Thomas Aquinas Week: Question 5
Whether the emergence of intelligence in large language models constitutes a formal cause in the Aristotelean sense
According to Aristotle, the formal cause is the fundamental "what-ness" of a thing. This is different from what it’s made of (material cause), or what brings about change (efficient cause), or what purpose it serves (final cause). Formal cause is all about its essence. The sine qua non. How you define what it is or is not.
The argument here is quite striking. Now that we’ve analyzed the material aspects (data centers, parameters) and various powers (training, inference), we can confront perhaps the most profound question: the apparent emergence of genuine intelligence as these models' defining characteristic.

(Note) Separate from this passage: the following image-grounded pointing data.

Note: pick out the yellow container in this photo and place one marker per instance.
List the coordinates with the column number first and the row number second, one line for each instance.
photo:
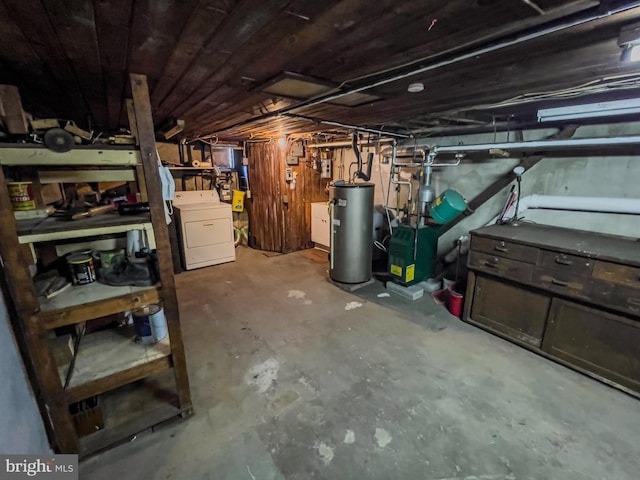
column 237, row 201
column 21, row 194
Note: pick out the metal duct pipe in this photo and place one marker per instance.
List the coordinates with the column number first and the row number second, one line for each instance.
column 551, row 144
column 406, row 152
column 347, row 143
column 594, row 13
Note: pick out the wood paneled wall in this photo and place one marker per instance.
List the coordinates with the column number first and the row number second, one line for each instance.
column 278, row 225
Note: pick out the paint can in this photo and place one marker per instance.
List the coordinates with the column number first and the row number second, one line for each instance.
column 149, row 323
column 21, row 195
column 81, row 268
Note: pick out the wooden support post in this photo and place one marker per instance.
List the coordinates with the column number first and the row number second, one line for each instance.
column 146, row 137
column 133, row 126
column 43, row 364
column 12, row 114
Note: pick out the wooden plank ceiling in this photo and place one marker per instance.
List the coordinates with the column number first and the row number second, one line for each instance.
column 208, row 61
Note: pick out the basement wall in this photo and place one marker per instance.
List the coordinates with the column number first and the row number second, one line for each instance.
column 575, row 176
column 20, row 421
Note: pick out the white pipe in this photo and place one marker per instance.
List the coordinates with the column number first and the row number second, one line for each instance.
column 580, row 204
column 552, row 144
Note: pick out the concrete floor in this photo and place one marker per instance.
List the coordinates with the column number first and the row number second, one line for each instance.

Critics often employ "justaism" (a term coined by Scott Aaronson) to reduce these models to "just" next-token predictors or "just" statistical parrots or “just” pattern matchers — yet similar reductions could also be made of human intelligence. The observation remains that these models demonstrate qualities that we recognize as intelligence and this is, in fact, their defining characteristic. This is so striking because we constantly see the emergence of reasoning that seems to qualitatively surpass the quantitative math underlying the algorithmic architecture.
Enjoy!
Summary
This question applies Aristotelean causal analysis to the emergence of intelligent behavior in large language models. It examines whether the organization and architecture of these models, rather than just their material implementation, constitutes a genuine formal cause of their capabilities. The analysis explores how the emergence of seemingly intelligent behavior from the interaction of simpler components relates to classical understandings of causation and form.
Argument
The emergence of intelligence in large language models suggests genuine formal causation by demonstrating how architectural principles determine the essential nature of these systems, not just their capabilities. Just as the form of an oak tree determines not only its final shape but the entire pattern of its development from acorn to mature tree, the transformer architecture determines the fundamental way these systems process and understand information.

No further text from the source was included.